Une telle acception de l’apologie n’est pas sans conséquence sur la caractérisation, en second lieu, de l’incitation à porter sur ces actes un jugement favorable. C’est précisément « cet élément de justification du crime qui doit distinguer l’expression d’une opinion personnelle10 » de l’apologie. À cet égard, la particularité de l’espèce tient au fait qu’établir la matérialité du délit ne consiste pas à constater la nature apologétique de la tribune, mais à caractériser la nature incitative de sa republication : le fait litigieux est la republication. Selon la cour d’appel, et comme l’a considéré le tribunal correctionnel, « en n’apportant aucune critique ni nuance à cette tribune » lors de sa republication, le prévenu « a manifesté son approbation aux propos tenus.

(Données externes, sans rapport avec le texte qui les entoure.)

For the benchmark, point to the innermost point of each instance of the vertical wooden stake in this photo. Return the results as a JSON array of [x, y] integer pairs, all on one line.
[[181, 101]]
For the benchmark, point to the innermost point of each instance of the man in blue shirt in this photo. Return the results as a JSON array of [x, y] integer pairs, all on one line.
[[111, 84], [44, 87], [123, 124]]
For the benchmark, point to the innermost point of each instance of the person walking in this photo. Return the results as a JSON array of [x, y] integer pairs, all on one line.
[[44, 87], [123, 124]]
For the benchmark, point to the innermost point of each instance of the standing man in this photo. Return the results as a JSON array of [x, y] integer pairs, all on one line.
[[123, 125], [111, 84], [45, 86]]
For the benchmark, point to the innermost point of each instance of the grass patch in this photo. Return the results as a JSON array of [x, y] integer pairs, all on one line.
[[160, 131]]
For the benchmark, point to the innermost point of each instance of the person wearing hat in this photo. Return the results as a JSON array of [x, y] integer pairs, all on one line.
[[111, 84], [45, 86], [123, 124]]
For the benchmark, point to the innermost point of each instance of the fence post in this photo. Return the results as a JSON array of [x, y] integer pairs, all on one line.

Cette approbation manifeste incite à porter un jugement favorable aux exactions commises ». En d’autres termes, la republication telle quelle d’une tribune apologétique équivaut à sa publication, ce qui doit être approuvé, dès lors que le délit d’apologie se propose de réprimer la diffusion des idées terroristes qui « pourrait faire de nouvelles émules11 ».

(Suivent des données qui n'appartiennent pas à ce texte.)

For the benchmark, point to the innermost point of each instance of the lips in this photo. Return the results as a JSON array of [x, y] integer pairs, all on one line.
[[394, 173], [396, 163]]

Une distinction pourrait, néanmoins, s’opérer lors de l’examen de l’élément intentionnel de l’incitation. Cela étant, la chose n’est pas si évidente. Il semble que « ne soit requise que la seule conscience de l’acte accompli (dol général), sans la recherche d’un but particulier12 ». Ce faisant, il suffit que l’auteur de la republication manifeste une appréciation favorable pour que sa volonté d’inciter autrui à la partager soit caractérisée. C’est ainsi que les juges d’appel tirent de l’approbation manifeste à la tribune, elle‑même déduite de sa republication sans critique ni nuance, la volonté du prévenu d’inciter autrui à porter un jugement favorable. Le raisonnement opéré par les juges est conforme à la place qu’occupe l’intention coupable dans la jurisprudence de la chambre criminelle de la Cour de cassation en la matière. En effet, cette dernière considère que l’intention coupable se déduit du seul « caractère volontaire des agissements13 ».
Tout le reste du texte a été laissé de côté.